Life on Earth may be the result of a gigantic collision between Earth and another planet some 4.4 billion years ago, according to a new study.

Researchers think that such a planetary smash-up could explain how carbon – which is necessary for carbon-based life forms like us to exist – came to be on the planet's mantle and surface, solving a long-standing evolutionary mystery.

When Earth was very young, it was also extremely hot, due to extreme amounts of volcanic activity that made the planet a large, molten mass.

One of the problems with explaining how life on Earth could have developed, then, is that any carbon on the planet during this hellish infancy would have boiled away in such a heated environment.

But geologists from Rice University are now suggesting one way that carbon – and, therefore, you and me – got around this.

A collision with a Mercury-like planet after Earth had cooled off could have effectively delivered the carbon necessary for future life on the planet to evolve – with Earth absorbing this mystery planet's carbon load.

Such a hypothesis not only accounts for how carbon on Earth's surface existed after the planet's molten beginnings, but also how the element didn't become fused within Earth's core, where life would also be unable to develop.

"The challenge is to explain the origin of the volatile elements like carbon that remain outside the core in the mantle portion of our planet," says geologist Rajdeep Dasgupta.

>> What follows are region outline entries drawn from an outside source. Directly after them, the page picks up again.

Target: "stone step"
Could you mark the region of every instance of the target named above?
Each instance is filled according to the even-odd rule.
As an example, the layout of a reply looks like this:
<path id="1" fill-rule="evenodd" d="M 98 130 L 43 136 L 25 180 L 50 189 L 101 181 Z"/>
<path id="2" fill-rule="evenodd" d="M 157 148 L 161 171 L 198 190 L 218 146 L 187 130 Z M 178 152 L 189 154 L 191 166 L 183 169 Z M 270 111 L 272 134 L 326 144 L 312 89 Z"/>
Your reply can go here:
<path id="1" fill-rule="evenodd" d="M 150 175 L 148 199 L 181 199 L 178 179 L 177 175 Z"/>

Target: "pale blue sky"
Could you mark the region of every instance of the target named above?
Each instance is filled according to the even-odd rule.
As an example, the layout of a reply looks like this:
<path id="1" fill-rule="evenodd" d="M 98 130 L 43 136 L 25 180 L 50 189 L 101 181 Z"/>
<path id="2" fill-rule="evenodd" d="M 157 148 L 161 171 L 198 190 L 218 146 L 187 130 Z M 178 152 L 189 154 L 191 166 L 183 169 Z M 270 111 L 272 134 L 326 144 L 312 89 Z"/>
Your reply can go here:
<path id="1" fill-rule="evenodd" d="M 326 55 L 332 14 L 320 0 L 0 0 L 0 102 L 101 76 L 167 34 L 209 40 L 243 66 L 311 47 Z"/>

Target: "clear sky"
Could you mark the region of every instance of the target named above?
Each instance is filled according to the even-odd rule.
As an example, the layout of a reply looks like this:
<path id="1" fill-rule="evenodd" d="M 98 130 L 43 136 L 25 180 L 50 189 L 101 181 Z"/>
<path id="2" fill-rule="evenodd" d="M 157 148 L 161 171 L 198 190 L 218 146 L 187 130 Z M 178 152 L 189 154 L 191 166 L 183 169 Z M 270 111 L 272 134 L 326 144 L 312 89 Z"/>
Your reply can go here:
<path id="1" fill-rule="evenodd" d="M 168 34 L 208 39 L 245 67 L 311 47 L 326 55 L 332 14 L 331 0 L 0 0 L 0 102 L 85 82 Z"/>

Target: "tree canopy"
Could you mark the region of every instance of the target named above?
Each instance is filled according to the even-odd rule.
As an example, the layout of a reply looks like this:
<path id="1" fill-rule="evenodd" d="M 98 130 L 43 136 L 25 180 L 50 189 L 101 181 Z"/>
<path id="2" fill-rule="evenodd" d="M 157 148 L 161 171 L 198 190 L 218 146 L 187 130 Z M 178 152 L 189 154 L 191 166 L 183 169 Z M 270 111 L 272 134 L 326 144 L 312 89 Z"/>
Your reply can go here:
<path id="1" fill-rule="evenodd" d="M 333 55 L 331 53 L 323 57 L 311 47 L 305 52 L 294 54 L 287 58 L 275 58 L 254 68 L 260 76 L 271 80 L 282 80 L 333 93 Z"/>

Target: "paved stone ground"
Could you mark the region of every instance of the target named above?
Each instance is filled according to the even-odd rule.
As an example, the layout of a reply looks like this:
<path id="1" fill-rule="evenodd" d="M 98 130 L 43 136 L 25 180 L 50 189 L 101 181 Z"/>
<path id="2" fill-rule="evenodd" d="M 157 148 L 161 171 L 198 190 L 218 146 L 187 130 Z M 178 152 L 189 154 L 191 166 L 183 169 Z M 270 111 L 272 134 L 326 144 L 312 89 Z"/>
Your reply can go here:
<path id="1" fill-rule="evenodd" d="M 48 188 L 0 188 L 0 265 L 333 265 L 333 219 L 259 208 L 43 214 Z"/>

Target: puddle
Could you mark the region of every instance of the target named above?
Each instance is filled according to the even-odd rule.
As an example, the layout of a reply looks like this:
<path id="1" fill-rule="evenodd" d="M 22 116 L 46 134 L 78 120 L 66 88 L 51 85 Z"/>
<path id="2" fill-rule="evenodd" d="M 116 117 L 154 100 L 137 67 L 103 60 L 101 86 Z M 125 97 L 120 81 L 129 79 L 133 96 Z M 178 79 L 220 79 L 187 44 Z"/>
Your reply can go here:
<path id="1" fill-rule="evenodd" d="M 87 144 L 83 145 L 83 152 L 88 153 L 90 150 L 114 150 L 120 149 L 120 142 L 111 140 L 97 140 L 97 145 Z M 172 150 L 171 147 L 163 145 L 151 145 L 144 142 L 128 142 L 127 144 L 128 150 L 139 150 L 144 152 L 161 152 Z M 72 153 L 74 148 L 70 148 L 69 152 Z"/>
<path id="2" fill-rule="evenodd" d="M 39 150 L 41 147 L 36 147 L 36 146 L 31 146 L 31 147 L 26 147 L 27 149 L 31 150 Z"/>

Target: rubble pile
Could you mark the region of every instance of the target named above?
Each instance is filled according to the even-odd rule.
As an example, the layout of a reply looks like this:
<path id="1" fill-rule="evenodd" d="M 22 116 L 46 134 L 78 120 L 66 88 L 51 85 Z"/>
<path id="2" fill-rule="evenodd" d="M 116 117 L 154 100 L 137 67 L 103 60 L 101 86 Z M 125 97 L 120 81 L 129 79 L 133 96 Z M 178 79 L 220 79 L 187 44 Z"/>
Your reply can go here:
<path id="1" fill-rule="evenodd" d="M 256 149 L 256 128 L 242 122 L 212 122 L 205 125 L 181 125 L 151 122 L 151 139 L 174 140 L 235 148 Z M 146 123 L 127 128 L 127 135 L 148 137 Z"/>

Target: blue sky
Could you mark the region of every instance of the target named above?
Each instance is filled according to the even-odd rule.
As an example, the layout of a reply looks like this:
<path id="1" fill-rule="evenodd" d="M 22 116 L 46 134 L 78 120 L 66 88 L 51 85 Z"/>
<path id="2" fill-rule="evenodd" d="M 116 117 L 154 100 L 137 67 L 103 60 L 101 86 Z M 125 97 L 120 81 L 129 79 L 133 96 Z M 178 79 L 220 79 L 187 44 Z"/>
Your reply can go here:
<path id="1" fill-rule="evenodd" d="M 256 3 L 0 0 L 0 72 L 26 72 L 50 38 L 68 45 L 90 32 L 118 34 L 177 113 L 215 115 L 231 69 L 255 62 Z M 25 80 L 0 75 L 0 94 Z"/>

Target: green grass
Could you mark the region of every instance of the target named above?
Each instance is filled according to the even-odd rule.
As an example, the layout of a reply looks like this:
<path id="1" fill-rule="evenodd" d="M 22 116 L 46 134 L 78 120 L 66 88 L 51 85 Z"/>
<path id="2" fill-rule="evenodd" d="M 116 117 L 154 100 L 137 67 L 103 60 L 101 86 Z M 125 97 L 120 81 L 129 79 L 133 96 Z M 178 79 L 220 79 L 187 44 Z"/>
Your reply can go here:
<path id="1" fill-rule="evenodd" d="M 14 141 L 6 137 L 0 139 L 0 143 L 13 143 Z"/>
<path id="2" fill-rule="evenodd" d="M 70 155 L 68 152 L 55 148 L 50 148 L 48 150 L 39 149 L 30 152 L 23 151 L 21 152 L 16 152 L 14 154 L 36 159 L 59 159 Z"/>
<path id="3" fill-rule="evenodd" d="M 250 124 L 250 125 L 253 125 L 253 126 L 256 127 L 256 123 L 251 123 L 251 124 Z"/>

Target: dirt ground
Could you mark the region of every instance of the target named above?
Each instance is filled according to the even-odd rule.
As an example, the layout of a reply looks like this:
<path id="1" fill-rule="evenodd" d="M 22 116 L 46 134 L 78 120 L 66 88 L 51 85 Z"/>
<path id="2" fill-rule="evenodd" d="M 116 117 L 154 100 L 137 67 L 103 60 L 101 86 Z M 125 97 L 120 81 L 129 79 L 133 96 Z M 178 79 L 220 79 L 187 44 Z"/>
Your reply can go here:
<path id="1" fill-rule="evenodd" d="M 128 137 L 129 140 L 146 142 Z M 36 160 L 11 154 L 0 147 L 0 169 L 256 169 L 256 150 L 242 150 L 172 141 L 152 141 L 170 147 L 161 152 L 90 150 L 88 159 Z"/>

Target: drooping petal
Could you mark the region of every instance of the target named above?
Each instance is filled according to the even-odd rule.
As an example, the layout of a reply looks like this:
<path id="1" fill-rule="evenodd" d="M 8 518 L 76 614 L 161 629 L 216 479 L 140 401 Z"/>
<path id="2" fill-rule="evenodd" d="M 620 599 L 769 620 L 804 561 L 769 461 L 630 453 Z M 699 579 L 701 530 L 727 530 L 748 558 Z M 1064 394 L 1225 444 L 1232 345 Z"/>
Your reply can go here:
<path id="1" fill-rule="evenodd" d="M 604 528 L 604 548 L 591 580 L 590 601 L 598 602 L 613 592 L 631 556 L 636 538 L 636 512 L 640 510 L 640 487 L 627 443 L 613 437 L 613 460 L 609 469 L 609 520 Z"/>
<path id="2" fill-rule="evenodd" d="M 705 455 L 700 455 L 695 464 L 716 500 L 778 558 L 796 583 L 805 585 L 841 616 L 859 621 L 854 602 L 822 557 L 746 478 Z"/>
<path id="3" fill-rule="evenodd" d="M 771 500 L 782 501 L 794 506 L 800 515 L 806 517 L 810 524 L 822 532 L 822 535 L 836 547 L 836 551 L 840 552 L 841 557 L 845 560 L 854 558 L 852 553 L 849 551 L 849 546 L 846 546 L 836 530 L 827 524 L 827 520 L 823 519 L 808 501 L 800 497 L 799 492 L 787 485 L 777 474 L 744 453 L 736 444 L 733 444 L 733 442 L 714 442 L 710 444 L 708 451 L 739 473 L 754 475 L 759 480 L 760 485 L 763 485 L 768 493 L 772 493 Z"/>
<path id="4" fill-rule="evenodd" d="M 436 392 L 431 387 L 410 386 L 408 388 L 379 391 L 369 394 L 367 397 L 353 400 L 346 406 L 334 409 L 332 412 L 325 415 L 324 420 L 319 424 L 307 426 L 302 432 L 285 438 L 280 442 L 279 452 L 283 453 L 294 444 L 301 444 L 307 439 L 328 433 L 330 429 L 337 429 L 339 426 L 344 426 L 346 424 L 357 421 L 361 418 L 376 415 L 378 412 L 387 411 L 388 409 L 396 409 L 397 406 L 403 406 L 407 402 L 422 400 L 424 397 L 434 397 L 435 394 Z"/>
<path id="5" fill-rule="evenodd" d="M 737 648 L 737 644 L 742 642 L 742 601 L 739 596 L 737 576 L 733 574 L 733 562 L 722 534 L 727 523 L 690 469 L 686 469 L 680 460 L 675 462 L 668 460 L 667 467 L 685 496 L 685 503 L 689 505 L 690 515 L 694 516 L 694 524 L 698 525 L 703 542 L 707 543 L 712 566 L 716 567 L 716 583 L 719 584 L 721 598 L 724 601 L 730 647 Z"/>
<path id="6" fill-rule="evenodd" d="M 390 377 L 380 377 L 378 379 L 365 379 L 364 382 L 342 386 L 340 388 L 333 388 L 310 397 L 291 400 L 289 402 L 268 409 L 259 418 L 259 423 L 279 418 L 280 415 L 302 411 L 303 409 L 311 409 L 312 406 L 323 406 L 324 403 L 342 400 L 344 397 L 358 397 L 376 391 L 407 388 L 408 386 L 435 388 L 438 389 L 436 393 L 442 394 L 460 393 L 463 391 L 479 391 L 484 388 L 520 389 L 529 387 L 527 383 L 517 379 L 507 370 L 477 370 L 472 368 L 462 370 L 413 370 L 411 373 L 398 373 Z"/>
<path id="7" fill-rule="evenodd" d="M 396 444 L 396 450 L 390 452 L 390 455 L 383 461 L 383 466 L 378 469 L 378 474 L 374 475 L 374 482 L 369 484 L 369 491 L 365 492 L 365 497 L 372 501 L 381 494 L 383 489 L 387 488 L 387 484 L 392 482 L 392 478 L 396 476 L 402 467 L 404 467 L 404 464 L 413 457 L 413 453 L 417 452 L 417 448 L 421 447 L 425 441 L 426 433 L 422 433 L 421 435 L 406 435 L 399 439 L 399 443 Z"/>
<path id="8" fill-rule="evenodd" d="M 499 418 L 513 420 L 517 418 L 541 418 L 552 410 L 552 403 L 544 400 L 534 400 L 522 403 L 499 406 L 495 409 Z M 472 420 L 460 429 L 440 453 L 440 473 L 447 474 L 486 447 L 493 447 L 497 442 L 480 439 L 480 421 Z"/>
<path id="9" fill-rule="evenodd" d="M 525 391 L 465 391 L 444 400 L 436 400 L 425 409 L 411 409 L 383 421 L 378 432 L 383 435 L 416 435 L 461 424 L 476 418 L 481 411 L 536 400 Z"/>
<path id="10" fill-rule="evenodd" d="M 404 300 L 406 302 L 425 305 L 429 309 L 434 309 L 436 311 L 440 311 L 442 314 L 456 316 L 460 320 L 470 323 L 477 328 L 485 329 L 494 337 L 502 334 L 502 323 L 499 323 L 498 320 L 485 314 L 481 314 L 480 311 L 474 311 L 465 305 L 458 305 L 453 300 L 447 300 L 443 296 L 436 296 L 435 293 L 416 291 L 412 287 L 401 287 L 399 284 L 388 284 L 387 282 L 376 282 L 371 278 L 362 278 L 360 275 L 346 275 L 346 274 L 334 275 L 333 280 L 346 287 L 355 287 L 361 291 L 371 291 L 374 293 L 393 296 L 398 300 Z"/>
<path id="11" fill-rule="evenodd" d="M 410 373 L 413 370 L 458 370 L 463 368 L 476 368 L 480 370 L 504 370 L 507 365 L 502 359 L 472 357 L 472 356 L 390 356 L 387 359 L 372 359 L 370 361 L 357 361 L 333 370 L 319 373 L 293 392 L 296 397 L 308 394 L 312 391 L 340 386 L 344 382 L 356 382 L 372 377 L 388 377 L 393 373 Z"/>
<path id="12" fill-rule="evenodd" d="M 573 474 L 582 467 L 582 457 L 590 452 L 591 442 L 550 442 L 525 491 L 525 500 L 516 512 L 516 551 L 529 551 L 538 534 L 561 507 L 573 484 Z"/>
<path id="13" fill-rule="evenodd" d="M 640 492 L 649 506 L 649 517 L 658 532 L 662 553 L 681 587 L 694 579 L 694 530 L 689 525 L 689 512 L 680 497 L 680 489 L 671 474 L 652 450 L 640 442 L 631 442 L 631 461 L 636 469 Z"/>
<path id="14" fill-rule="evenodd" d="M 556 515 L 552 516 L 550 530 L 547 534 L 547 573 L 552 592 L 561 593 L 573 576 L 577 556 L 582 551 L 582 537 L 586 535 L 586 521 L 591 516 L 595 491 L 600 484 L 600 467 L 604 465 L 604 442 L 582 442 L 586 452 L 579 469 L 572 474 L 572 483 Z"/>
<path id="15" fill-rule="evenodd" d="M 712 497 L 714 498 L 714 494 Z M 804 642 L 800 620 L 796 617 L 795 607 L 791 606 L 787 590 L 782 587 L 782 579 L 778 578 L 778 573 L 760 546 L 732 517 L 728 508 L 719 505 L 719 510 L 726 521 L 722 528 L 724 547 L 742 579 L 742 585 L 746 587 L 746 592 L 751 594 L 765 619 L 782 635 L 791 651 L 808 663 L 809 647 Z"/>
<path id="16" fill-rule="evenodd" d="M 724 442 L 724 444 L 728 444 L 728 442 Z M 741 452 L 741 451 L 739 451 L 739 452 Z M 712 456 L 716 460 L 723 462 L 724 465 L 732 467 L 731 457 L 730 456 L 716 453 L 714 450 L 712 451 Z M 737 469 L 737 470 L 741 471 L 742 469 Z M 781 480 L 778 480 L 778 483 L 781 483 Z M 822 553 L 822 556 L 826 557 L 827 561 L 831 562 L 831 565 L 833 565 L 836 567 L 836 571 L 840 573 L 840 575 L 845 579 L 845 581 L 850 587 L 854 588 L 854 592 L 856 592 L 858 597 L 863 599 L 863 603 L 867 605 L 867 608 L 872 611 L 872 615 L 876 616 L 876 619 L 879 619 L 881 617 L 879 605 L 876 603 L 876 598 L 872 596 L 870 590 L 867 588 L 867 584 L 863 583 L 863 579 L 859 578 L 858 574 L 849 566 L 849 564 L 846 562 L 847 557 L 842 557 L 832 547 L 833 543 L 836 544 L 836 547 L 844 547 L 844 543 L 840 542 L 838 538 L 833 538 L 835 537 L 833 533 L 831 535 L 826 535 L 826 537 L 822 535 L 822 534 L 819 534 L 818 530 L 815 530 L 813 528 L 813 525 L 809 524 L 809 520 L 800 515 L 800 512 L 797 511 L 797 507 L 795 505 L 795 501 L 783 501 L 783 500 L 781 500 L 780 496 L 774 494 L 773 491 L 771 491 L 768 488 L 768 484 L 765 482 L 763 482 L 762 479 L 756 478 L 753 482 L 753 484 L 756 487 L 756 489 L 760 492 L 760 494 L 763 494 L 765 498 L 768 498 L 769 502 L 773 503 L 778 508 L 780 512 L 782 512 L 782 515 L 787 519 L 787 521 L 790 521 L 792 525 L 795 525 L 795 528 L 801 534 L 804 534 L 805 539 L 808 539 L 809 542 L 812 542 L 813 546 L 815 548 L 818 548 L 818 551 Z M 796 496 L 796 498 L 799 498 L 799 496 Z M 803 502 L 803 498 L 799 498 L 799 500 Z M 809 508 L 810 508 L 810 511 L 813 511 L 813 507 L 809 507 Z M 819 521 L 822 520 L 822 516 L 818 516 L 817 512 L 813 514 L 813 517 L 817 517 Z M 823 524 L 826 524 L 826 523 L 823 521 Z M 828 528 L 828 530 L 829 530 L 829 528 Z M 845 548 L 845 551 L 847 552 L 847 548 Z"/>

"[E]ven if carbon did not vaporise into space when the planet was largely molten, it would end up in the metallic core of our planet, because the iron-rich alloys there have a strong affinity for carbon."

The notion that Earth's life-giving carbon originally came from somewhere else isn't new. The 'late veneer hypothesis' suggests that some of the chemicals found on Earth today originated from elsewhere in space, and may have been deposited on our planet via meteorite impacts.

"One popular idea has been that volatile elements like carbon, sulphur, nitrogen, and hydrogen were added after Earth's core finished forming," explains former Rice geochemist Yuan Li, now with the Chinese Academy of Sciences.

"Any of those elements that fell to Earth in meteorites and comets more than about 100 million years after the Solar System formed could have avoided the intense heat of the magma ocean that covered Earth up to that point."

But while the late veneer hypothesis sounds plausible, it has its shortcomings – such as failing to explain how random and isolated meteorite collisions could produce such a diverse spread of elements like carbon throughout Earth's mantle, which makes up around two-thirds of the planet's mass.

"The problem with that idea is that while it can account for the abundance of many of these elements, there are no known meteorites that would produce the ratio of volatile elements in the silicate portion of our planet," says Li.

Conducting high-pressure and high-temperature experiments in the lab with hydraulic equipment, the researchers looked to see what kinds of chemicals and conditions might lead to the elemental ratio seen in Earth's mantle.

"We thought we definitely needed to break away from the conventional core composition of just iron and nickel and carbon," says Dasgupta. "So we began exploring very sulphur-rich and silicon-rich alloys, in part because the core of Mars is thought to be sulphur-rich and the core of Mercury is thought to be relatively silicon-rich."

The team found that, in the event of a hypothetical collision between Earth and another mass, carbon could remain in Earth's mantle – and not be wholly absorbed into its iron core – if the other mass contained an iron alloy in its core that was rich in either silicon or sulphur.

"One scenario that explains the carbon-to-sulphur ratio and carbon abundance is that an embryonic planet like Mercury, which had already formed a silicon-rich core, collided with and was absorbed by Earth," says Dasgupta.

"Because it's a massive body, the dynamics could work in a way that the core of that planet would go directly to the core of our planet, and the carbon-rich mantle would mix with Earth's mantle."

In other words, the chemical makeup of Earth's life-supporting geology today can be explained if our planet happened to 'eat' a smaller, Mercury-like planet billions of years ago.

It's a heck of a hypothesis – and will no doubt receive considerable scrutiny from other scientists. For their part, the researchers acknowledge there's a lot more work to be done to reconcile other volatile elements, as they've only looked at carbon and sulphur so far.

But the ideas may also help us to understand better why life on other planets is so rare.

It could be that not only does a planet need the right positioning and temperature to support life – it may require a little help, in terms of things like random collisions in space, to give it the extra ingredients to really get things cooking.

The findings are reported in Nature Geoscience.